Liu Jingqing couldn't wait to take his man's hand and walk briskly in the direction of his house, Liu Jingqing wanted to know how the delicious bacon was made.

……

"Husband, I'll wash the pork. ”

As soon as he walked into the kitchen of his house, Liu Jingqing said excitedly.

"The meat of bacon cannot be washed. Ye Rongrong hurriedly stopped Liu Jingqing, who was about to put the pork into the face plate to be washed.

"Why? The pork is covered in blood, and it looks scary if you don't wash it. Liu Jingqing turned his head a little puzzled, looked at his man and asked.

"The meat of bacon cannot be cleaned, and cleaning is easy to breed bacteria, which will make the meat spoil. Ye Rongrong explained.

"Well, what can I do?"

Liu Jingqing asked. Liu Jingqing is a little idle now, and when he wants his man to make bacon, he can help him.

"Just light the fire. Ye Rongrong thought for a while and said.

"Hmm. ”

Liu Jingqing happily responded.

After arranging his woman's work, Ye Rongrong got all the meat in the bag, put the meat on the table, and quickly cut it into pieces with a knife, twenty centimeters long and two or three millimeters wide, a piece of meat that weighed almost half a catty.

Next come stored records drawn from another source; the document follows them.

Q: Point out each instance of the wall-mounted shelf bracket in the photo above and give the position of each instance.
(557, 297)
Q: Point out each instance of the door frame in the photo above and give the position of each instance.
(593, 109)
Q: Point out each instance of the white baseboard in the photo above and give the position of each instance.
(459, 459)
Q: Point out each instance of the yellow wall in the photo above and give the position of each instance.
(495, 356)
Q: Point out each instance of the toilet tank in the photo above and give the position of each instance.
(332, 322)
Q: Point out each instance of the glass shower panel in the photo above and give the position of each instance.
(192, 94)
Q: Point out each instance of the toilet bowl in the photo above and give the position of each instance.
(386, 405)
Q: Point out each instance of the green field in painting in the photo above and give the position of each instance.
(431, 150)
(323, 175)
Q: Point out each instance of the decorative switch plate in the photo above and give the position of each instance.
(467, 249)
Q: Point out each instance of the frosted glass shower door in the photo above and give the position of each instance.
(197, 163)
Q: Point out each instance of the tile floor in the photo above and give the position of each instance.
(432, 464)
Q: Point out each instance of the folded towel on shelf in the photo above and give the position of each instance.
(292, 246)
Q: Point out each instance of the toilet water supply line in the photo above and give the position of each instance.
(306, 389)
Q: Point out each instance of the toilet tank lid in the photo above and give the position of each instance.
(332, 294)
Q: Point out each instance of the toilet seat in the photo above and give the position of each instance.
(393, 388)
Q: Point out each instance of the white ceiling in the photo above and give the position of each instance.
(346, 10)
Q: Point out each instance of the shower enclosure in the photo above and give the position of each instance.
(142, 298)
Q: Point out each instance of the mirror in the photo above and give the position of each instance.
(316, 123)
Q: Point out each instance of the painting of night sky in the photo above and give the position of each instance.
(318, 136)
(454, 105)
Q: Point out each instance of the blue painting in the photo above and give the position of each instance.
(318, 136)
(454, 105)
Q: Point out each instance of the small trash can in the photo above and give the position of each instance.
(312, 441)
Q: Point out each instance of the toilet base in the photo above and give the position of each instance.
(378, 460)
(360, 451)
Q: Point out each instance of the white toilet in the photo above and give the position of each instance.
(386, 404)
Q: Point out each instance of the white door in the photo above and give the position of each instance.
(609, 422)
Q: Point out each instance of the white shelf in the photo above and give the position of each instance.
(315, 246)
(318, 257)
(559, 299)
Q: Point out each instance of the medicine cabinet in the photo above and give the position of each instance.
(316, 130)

Soon, Ye Rongrong cut all the more than 20 catties of pork into forty-five pork strips, each of which looked basically the same size and weighed about half a catty.

"Husband, can you make a fire?" Liu Jingqing asked when he saw that his man had cut the pork.

"It's okay, don't have too much fire, or you'll fry the salt. Ye Rongrong explained to Liu Jingqing.

"Stir-fry salt again!"

Liu Jingjing looked at his man strangely and said. A few days ago, my man also fried salt, but it was just to make "salt tea" for diarrhea, but I didn't expect to fry salt to make bacon.

"Of course, when the salt is heated and applied to the pork, it will penetrate into the pork more quickly and make the pork taste better. Ye Rongrong explained.

Soon, the three large bags of salt were fried, and the temperature was about 50 degrees.

Ye Rongrong quickly poured the hot salt onto the cut pork with a stir-fry spatula, and wiped the salt on the surface of the pork several times with his hands.

After wiping, Ye Rongrong tied a rope to each piece of pork strips, took a small bamboo stick, and hung the pork strips on it.

"Husband, is this all right?" Liu Jingqing asked curiously as she stood on the side.